# Index
- Why Python
- Computer Science Fundamentals
- Learn Python
- Develop Small Projects
- Learn Git and GitHub
- Ask Questions
- Conclusions
Let's dive right in!
# Why Python
According to Sun Tzu:
If you don't know Python, learn it yesterday!
There are hundreds of programming languages, mature as C and C++, or recent as Ruby, C# or Lua, or even corporate giants like Java.
Choosing a programming language to learn is difficult.
There is no language that can solve all the possible problems out there (it's not a one-shirt-fits-all solution), but Python is a good choice in many cases and is also well positioned for those who learn to program.
Python was born (opens new window) thinking "I want a programming language that is as close as possible to plain English". So, most of the time, when you don't know the name of something, just try to think about the plain literal English name of that thing, and probably the Python name will be that one!
Python is used by hundreds of thousands of programmers around the world and their numbers are growing all the time.
There are many reasons for this success.
Python is intuitive, you think of a way to solve a problem and you can express it that way and it works most of the time.
Python works everywhere, whether Windows, Linux/UNIX, Mac or other, from supercomputers to mobile phones.
It allows you to develop small applications and fast prototypes but is structured for creating large programs.
It is equipped with an easy to use graphical user interface, libraries for web programming. Best of all, it's free.
There is a large and ever-growing community of Python developers starting from academia, research all the way to business and everyday hobbyists taking up Python.
You can create and prototype things very quickly due to the ease of the language and availability of free libraries, packages and frameworks.
Why do you need to learn Python for doing Data Science?
Python is necessary and sufficient for doing Data Science.
Python is simple to understand, is simple to read, is powerful and flexible, can help you in everyday tasks (even if you're not a programmer!) and automatize a lot of boring stuff.
Moreover, is the core Data Science tool, and most of the frameworks we'll need in the next guides are written in Python or have rich Python wrappers.
Note on the R programming language:
In many Internet guides, you will find the programming language R (opens new window) recommended for Data Science.
R is a purely statistical programming language (not general purpose/scripting like Python).
Now, the opinion shared by Virgilio's collaborators is as follows:
IF:
- you are a beginner in programming
- You're a beginner in data science.
THEN:
It makes no sense to learn two programming languages at the same time.
It's a waste of time and energy, and it just creates confusion.

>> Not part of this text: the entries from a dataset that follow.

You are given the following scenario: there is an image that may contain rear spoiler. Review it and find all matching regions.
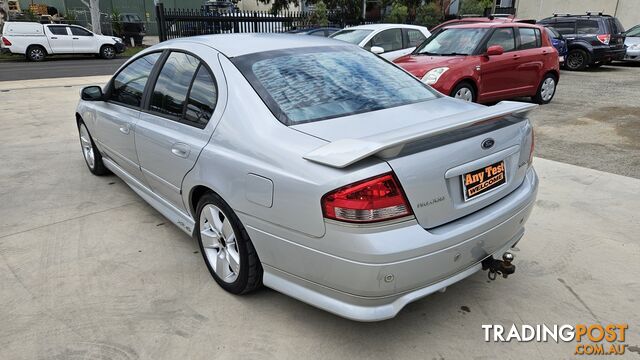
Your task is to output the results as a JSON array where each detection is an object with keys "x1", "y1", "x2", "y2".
[{"x1": 303, "y1": 101, "x2": 538, "y2": 168}]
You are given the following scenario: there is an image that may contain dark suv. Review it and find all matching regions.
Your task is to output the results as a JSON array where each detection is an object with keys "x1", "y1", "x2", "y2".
[{"x1": 538, "y1": 13, "x2": 626, "y2": 70}]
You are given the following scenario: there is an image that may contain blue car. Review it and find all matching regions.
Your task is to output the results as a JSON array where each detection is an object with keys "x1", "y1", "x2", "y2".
[{"x1": 545, "y1": 26, "x2": 569, "y2": 64}]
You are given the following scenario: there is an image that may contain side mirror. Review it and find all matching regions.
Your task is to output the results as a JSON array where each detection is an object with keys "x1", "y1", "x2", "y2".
[
  {"x1": 371, "y1": 46, "x2": 384, "y2": 55},
  {"x1": 487, "y1": 45, "x2": 504, "y2": 56},
  {"x1": 80, "y1": 86, "x2": 104, "y2": 101}
]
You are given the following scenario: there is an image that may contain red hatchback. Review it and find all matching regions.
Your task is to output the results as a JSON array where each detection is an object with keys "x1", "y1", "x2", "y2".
[{"x1": 394, "y1": 23, "x2": 560, "y2": 104}]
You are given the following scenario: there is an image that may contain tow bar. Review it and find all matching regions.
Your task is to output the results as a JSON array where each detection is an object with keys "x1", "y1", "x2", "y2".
[{"x1": 482, "y1": 252, "x2": 516, "y2": 280}]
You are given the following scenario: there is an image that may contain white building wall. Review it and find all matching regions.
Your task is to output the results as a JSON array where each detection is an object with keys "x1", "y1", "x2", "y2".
[{"x1": 516, "y1": 0, "x2": 640, "y2": 29}]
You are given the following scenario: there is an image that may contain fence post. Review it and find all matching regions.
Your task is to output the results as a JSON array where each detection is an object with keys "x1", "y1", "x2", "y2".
[{"x1": 156, "y1": 1, "x2": 167, "y2": 42}]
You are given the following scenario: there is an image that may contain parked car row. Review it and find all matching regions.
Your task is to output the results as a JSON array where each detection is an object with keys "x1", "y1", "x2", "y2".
[{"x1": 2, "y1": 22, "x2": 126, "y2": 61}]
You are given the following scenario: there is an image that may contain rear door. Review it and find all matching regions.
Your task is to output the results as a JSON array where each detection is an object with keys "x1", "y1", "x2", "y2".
[
  {"x1": 135, "y1": 45, "x2": 223, "y2": 210},
  {"x1": 69, "y1": 26, "x2": 98, "y2": 54},
  {"x1": 92, "y1": 53, "x2": 161, "y2": 182},
  {"x1": 514, "y1": 27, "x2": 544, "y2": 95},
  {"x1": 479, "y1": 27, "x2": 524, "y2": 101},
  {"x1": 45, "y1": 25, "x2": 73, "y2": 54}
]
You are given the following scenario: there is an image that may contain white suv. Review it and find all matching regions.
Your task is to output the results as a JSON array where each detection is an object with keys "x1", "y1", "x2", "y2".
[
  {"x1": 329, "y1": 24, "x2": 431, "y2": 61},
  {"x1": 2, "y1": 22, "x2": 125, "y2": 61}
]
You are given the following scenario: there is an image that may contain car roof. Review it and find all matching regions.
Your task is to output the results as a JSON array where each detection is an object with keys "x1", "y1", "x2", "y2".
[
  {"x1": 444, "y1": 22, "x2": 540, "y2": 29},
  {"x1": 158, "y1": 33, "x2": 357, "y2": 58},
  {"x1": 343, "y1": 24, "x2": 426, "y2": 30}
]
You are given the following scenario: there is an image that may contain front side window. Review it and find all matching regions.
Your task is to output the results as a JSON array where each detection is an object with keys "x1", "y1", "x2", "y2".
[
  {"x1": 330, "y1": 29, "x2": 373, "y2": 45},
  {"x1": 364, "y1": 29, "x2": 402, "y2": 52},
  {"x1": 576, "y1": 20, "x2": 600, "y2": 35},
  {"x1": 407, "y1": 29, "x2": 427, "y2": 47},
  {"x1": 70, "y1": 26, "x2": 93, "y2": 36},
  {"x1": 109, "y1": 53, "x2": 160, "y2": 107},
  {"x1": 518, "y1": 28, "x2": 541, "y2": 50},
  {"x1": 487, "y1": 28, "x2": 516, "y2": 52},
  {"x1": 48, "y1": 26, "x2": 69, "y2": 35},
  {"x1": 414, "y1": 28, "x2": 489, "y2": 56},
  {"x1": 232, "y1": 46, "x2": 437, "y2": 125},
  {"x1": 149, "y1": 52, "x2": 200, "y2": 118}
]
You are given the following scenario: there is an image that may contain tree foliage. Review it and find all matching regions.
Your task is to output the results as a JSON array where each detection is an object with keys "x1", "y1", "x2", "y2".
[{"x1": 384, "y1": 1, "x2": 409, "y2": 24}]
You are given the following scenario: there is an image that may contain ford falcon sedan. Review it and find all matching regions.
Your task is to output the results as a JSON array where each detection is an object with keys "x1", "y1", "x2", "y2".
[{"x1": 75, "y1": 34, "x2": 538, "y2": 321}]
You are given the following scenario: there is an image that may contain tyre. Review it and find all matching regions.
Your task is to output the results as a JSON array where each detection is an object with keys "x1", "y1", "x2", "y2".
[
  {"x1": 196, "y1": 193, "x2": 262, "y2": 294},
  {"x1": 564, "y1": 49, "x2": 589, "y2": 71},
  {"x1": 451, "y1": 81, "x2": 476, "y2": 102},
  {"x1": 78, "y1": 121, "x2": 109, "y2": 176},
  {"x1": 26, "y1": 45, "x2": 47, "y2": 61},
  {"x1": 100, "y1": 45, "x2": 116, "y2": 60},
  {"x1": 531, "y1": 73, "x2": 558, "y2": 105}
]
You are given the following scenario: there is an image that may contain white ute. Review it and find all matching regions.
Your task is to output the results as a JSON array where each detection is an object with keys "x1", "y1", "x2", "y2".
[{"x1": 1, "y1": 22, "x2": 125, "y2": 61}]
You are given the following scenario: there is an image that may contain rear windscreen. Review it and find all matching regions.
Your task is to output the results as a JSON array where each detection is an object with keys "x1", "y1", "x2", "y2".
[{"x1": 231, "y1": 46, "x2": 437, "y2": 125}]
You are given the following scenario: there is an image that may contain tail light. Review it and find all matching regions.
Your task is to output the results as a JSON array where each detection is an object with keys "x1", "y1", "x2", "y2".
[
  {"x1": 529, "y1": 128, "x2": 536, "y2": 166},
  {"x1": 596, "y1": 34, "x2": 611, "y2": 45},
  {"x1": 322, "y1": 173, "x2": 412, "y2": 223}
]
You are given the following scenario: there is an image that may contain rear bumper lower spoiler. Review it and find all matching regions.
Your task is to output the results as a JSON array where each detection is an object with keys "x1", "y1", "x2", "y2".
[{"x1": 303, "y1": 101, "x2": 538, "y2": 168}]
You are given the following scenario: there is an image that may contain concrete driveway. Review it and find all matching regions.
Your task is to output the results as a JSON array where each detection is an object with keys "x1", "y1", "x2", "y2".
[{"x1": 0, "y1": 78, "x2": 640, "y2": 359}]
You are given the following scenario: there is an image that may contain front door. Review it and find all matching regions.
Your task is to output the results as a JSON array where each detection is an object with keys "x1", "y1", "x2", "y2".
[
  {"x1": 478, "y1": 27, "x2": 520, "y2": 102},
  {"x1": 136, "y1": 49, "x2": 218, "y2": 210},
  {"x1": 95, "y1": 53, "x2": 160, "y2": 181},
  {"x1": 45, "y1": 25, "x2": 73, "y2": 54}
]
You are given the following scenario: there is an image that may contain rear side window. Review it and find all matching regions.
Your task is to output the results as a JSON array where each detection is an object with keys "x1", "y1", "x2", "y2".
[
  {"x1": 553, "y1": 21, "x2": 576, "y2": 35},
  {"x1": 109, "y1": 53, "x2": 160, "y2": 107},
  {"x1": 184, "y1": 65, "x2": 218, "y2": 128},
  {"x1": 365, "y1": 29, "x2": 402, "y2": 52},
  {"x1": 47, "y1": 26, "x2": 69, "y2": 35},
  {"x1": 70, "y1": 26, "x2": 93, "y2": 36},
  {"x1": 487, "y1": 28, "x2": 516, "y2": 52},
  {"x1": 406, "y1": 29, "x2": 427, "y2": 47},
  {"x1": 149, "y1": 52, "x2": 200, "y2": 118},
  {"x1": 518, "y1": 28, "x2": 541, "y2": 50},
  {"x1": 576, "y1": 20, "x2": 600, "y2": 35},
  {"x1": 231, "y1": 46, "x2": 437, "y2": 125}
]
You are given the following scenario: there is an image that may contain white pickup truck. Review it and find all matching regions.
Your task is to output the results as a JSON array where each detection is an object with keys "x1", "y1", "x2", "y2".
[{"x1": 0, "y1": 22, "x2": 125, "y2": 61}]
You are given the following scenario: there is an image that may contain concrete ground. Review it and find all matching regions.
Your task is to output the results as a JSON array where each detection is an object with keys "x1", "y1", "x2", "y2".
[{"x1": 0, "y1": 77, "x2": 640, "y2": 359}]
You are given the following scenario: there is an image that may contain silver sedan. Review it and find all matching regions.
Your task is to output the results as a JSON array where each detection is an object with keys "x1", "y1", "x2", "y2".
[{"x1": 75, "y1": 34, "x2": 538, "y2": 321}]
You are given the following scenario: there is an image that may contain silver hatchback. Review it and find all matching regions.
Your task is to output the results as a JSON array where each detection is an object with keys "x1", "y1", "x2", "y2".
[{"x1": 76, "y1": 34, "x2": 538, "y2": 321}]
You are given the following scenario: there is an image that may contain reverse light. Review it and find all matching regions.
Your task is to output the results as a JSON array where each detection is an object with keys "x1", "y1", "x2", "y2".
[
  {"x1": 321, "y1": 173, "x2": 412, "y2": 223},
  {"x1": 422, "y1": 67, "x2": 449, "y2": 85},
  {"x1": 596, "y1": 34, "x2": 611, "y2": 45}
]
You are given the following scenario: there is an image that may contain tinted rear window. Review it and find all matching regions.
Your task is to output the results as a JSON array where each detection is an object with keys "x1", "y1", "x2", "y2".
[{"x1": 232, "y1": 46, "x2": 436, "y2": 125}]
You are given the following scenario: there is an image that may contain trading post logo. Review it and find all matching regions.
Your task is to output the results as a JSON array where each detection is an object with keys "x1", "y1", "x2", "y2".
[{"x1": 482, "y1": 324, "x2": 629, "y2": 355}]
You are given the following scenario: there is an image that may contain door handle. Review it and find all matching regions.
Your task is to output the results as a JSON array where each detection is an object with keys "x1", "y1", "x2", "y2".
[
  {"x1": 171, "y1": 143, "x2": 191, "y2": 158},
  {"x1": 119, "y1": 123, "x2": 131, "y2": 135}
]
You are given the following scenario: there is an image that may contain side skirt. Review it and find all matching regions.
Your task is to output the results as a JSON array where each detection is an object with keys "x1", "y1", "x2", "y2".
[{"x1": 102, "y1": 157, "x2": 195, "y2": 236}]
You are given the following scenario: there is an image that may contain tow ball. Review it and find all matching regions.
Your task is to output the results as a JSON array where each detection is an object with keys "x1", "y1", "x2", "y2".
[{"x1": 482, "y1": 252, "x2": 516, "y2": 280}]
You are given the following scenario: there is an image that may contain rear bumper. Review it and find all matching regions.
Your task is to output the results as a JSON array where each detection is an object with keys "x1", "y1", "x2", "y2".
[
  {"x1": 243, "y1": 168, "x2": 538, "y2": 321},
  {"x1": 591, "y1": 48, "x2": 627, "y2": 63}
]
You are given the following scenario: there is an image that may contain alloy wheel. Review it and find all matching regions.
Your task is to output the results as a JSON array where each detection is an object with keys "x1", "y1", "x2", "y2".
[
  {"x1": 29, "y1": 47, "x2": 44, "y2": 61},
  {"x1": 540, "y1": 77, "x2": 556, "y2": 102},
  {"x1": 200, "y1": 204, "x2": 240, "y2": 283},
  {"x1": 453, "y1": 87, "x2": 473, "y2": 101},
  {"x1": 80, "y1": 124, "x2": 96, "y2": 169}
]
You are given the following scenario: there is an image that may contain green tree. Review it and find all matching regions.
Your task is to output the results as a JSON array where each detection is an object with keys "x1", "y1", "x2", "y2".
[
  {"x1": 384, "y1": 1, "x2": 409, "y2": 24},
  {"x1": 309, "y1": 0, "x2": 329, "y2": 26},
  {"x1": 416, "y1": 2, "x2": 441, "y2": 29}
]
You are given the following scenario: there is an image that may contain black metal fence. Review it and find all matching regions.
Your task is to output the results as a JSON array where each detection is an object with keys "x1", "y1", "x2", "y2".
[{"x1": 156, "y1": 3, "x2": 379, "y2": 41}]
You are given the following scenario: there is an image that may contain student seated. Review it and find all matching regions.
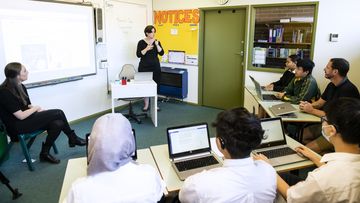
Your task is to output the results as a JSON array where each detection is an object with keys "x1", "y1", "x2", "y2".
[
  {"x1": 67, "y1": 114, "x2": 165, "y2": 203},
  {"x1": 265, "y1": 55, "x2": 300, "y2": 92},
  {"x1": 0, "y1": 62, "x2": 86, "y2": 164},
  {"x1": 276, "y1": 59, "x2": 320, "y2": 104},
  {"x1": 254, "y1": 98, "x2": 360, "y2": 203},
  {"x1": 299, "y1": 58, "x2": 360, "y2": 153},
  {"x1": 179, "y1": 107, "x2": 276, "y2": 203}
]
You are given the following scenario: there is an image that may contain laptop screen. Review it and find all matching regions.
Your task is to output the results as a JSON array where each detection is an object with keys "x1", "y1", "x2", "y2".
[
  {"x1": 167, "y1": 123, "x2": 211, "y2": 158},
  {"x1": 261, "y1": 118, "x2": 286, "y2": 147}
]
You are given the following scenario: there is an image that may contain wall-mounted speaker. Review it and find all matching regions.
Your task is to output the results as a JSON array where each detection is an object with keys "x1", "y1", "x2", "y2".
[{"x1": 94, "y1": 8, "x2": 104, "y2": 43}]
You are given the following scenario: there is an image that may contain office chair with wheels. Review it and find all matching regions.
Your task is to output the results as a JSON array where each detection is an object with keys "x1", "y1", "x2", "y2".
[
  {"x1": 0, "y1": 120, "x2": 58, "y2": 171},
  {"x1": 118, "y1": 64, "x2": 147, "y2": 124}
]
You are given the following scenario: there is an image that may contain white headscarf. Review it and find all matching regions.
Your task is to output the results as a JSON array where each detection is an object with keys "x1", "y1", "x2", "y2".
[{"x1": 88, "y1": 113, "x2": 135, "y2": 175}]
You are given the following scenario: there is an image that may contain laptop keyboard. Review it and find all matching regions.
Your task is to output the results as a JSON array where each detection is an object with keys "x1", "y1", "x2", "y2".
[
  {"x1": 175, "y1": 156, "x2": 219, "y2": 172},
  {"x1": 263, "y1": 94, "x2": 280, "y2": 100},
  {"x1": 259, "y1": 147, "x2": 296, "y2": 158}
]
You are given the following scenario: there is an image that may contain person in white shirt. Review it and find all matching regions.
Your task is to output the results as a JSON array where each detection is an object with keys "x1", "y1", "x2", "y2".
[
  {"x1": 255, "y1": 97, "x2": 360, "y2": 203},
  {"x1": 66, "y1": 114, "x2": 165, "y2": 203},
  {"x1": 179, "y1": 107, "x2": 276, "y2": 203}
]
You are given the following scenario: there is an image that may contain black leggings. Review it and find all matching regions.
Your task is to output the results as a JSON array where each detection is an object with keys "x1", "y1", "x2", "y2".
[{"x1": 15, "y1": 109, "x2": 74, "y2": 146}]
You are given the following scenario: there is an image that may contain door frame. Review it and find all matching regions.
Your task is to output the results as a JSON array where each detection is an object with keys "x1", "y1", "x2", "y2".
[{"x1": 198, "y1": 5, "x2": 250, "y2": 106}]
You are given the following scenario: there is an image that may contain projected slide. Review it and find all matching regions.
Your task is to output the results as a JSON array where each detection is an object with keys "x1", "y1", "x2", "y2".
[{"x1": 0, "y1": 1, "x2": 96, "y2": 83}]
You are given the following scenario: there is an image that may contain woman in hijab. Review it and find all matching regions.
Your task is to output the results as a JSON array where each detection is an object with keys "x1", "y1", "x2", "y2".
[{"x1": 67, "y1": 114, "x2": 164, "y2": 203}]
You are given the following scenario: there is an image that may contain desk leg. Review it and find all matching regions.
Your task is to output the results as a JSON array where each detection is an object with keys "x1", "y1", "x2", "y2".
[{"x1": 150, "y1": 95, "x2": 157, "y2": 127}]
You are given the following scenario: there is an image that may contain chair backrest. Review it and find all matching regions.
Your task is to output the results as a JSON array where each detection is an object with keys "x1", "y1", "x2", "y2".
[{"x1": 119, "y1": 64, "x2": 136, "y2": 80}]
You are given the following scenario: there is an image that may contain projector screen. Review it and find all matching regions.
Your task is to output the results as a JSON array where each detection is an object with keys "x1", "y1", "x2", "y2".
[{"x1": 0, "y1": 0, "x2": 96, "y2": 84}]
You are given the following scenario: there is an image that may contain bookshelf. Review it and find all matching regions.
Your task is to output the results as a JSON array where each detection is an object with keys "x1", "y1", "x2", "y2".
[{"x1": 248, "y1": 4, "x2": 317, "y2": 72}]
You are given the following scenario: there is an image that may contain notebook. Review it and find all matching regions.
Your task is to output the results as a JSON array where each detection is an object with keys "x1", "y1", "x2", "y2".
[
  {"x1": 269, "y1": 102, "x2": 297, "y2": 116},
  {"x1": 249, "y1": 75, "x2": 280, "y2": 101},
  {"x1": 253, "y1": 117, "x2": 307, "y2": 166},
  {"x1": 85, "y1": 129, "x2": 137, "y2": 165},
  {"x1": 167, "y1": 123, "x2": 222, "y2": 180},
  {"x1": 134, "y1": 72, "x2": 153, "y2": 81}
]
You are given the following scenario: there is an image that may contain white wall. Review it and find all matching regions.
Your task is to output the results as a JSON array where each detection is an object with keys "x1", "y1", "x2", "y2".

Not to mention that while Python is the undisputed king of scientific computing in general, and it is not acceptable that a Data Scientist does not know it, R is not as widespread or widely used and it does not have the same support that Python has and also due to the large cache of useful libraries.
What does this mean? that R is useless? Certainly not!
Indeed, it is recognized that its data visualization and statistical capabilities are useful and powerful... But really, if you're starting your path in Data Science today, start with Python, you can learn R later!
# Computer Science Fundamentals
Virgilio targets mainly those who have programming basics but have never touched the field of Data Science.
However, if you have never programmed in your life, don't worry!
Python is easy to learn (but the way to master it is long, like all things), and this MIT course introduces you to the main concepts of programming:
Introduction to Computer Science and Programming (opens new window)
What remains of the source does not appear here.